Была, конечно, и третья возможность, но она пугала меня еще больше.
– Это я, дурачок, – сказала Шелла, и песчинки сложились в легкую усмешку.
– Как?.. Как ты это делаешь, Шелла?
Улыбка шевельнулась и стала еще более заметной.
– Нравится? Я сама придумала заклинание. Ну конечно, были прецеденты, но я уверена, что я первая сумела спроецировать свой образ так далеко.
Когда я учился, теория магии давалась мне очень легко, так что я попытался сообразить, как она это сделала. Сначала я подумал, что, раз я слышу ее голос, значит, она использует магию шелка, чтобы вложить свои слова мне в голову, но заклинания шелка не действуют на больших расстояниях, а кроме того, голос Шеллы звучал как шепот.

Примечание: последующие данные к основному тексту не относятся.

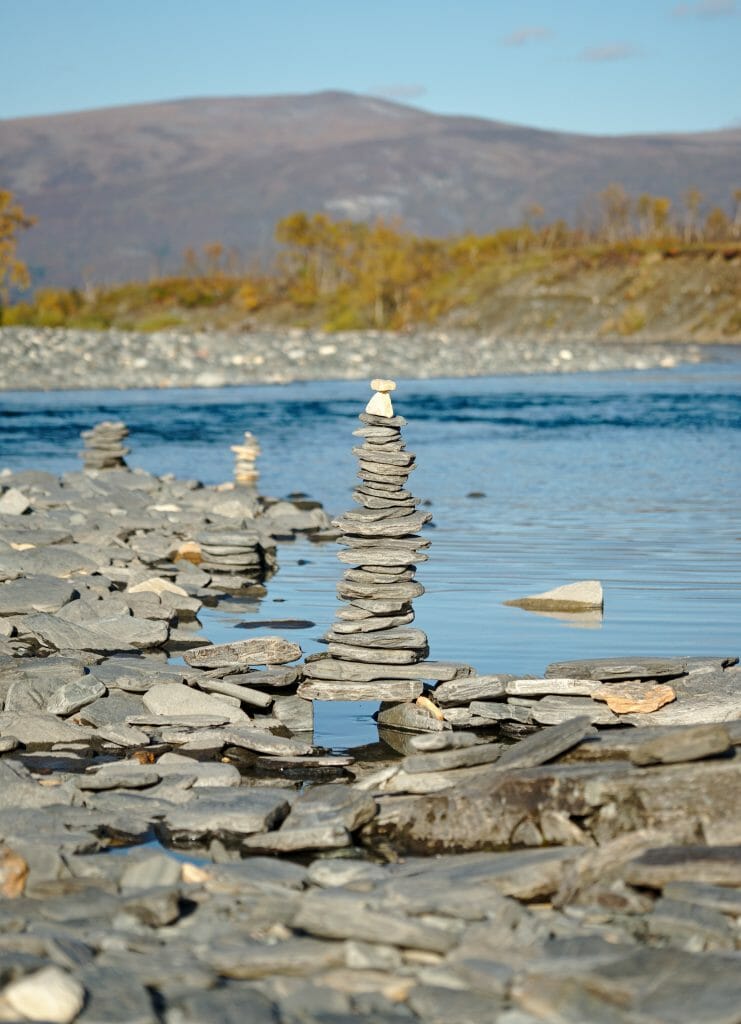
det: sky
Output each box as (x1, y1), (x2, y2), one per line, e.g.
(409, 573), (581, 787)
(0, 0), (741, 134)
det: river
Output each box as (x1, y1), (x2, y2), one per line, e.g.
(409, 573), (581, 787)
(0, 350), (741, 739)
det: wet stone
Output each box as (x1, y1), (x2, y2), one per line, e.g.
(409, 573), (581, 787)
(299, 679), (423, 701)
(183, 637), (301, 669)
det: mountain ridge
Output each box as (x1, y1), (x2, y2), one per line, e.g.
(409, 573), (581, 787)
(0, 90), (741, 286)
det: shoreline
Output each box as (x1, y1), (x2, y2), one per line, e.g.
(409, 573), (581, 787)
(0, 328), (736, 391)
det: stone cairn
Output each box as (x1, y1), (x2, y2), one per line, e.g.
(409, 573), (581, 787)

– Магия дыхания, – сказал я наконец. – Ты используешь ветер, чтобы донести до меня свой образ и голос.
Лицо кивнуло.
– Дыхание и немного магии песка, чтобы решить проблему времени. А иначе речь доходила бы с задержкой, а это раздражает. Сложнее всего было узнать, где ты. К счастью, я нашла немного твоей засохшей крови на рабочем столе отца и смогла настроить заклинание на тебя.
Она так легко говорила о том, как мои родители привязали меня к столу и навсегда закрыли мне доступ к пяти из шести форм магии, и я вспомнил, почему ушел из дома.
– Что тебе нужно?
– Не надо так. У меня ушла куча времени, чтобы заклинание сработало. Оказывается, ветер должен дуть строго определенным образом, так что не знаю, как часто смогу это делать.
– Тогда зачем тратить столько сил?
Песок снова шевельнулся, и выражение лица Шеллы приняло обиженный вид.
– Я беспокоюсь за тебя, Келлен. Мне нужно знать, что у тебя все хорошо.
– У меня все отлично.
Внезапно ветер усилился, и голос Шеллы зазвучал сердито:
– Ничего у тебя не отлично! Мама глушит зелья, чтобы следить за тобой с помощью заклинаний поиска – ты это знаешь? Она видела, как тебя побил этот мальчишка. Она проплакала несколько часов и грозилась уйти, если отец не вернет тебя домой.
– И что сказал на это великий и благородный Ке-Хеопс?
Пауза и дуновение ветра, от которого образ стал таять.
Я подумал, что заклинание нарушилось, но мгновение спустя песчинки снова сложились в лицо моей сестры.
– Келлен, ты же знаешь, что он не может рискнуть и уехать прямо сейчас. Совет еще не сделал его Верховным магом клана. Ему нужно быть осторожным и ждать, пока остальные лорд-маги наконец не дадут нашему дому престиж и власть, которых мы достойны.
– Удачи ему, – сказал я, надеясь разозлить Шеллу. Мой народ не верит в удачу.
Песок ее бровей выгнулся дугой.
– Тебе на нас наплевать? Ты даже не спросил, как у нас дела. Pa-Мет вообще-то все еще жив. Он слаб, но у него есть друзья в Совете. Теннат с братьями поклялись уничтожить тебя и всех, кто тебе помог.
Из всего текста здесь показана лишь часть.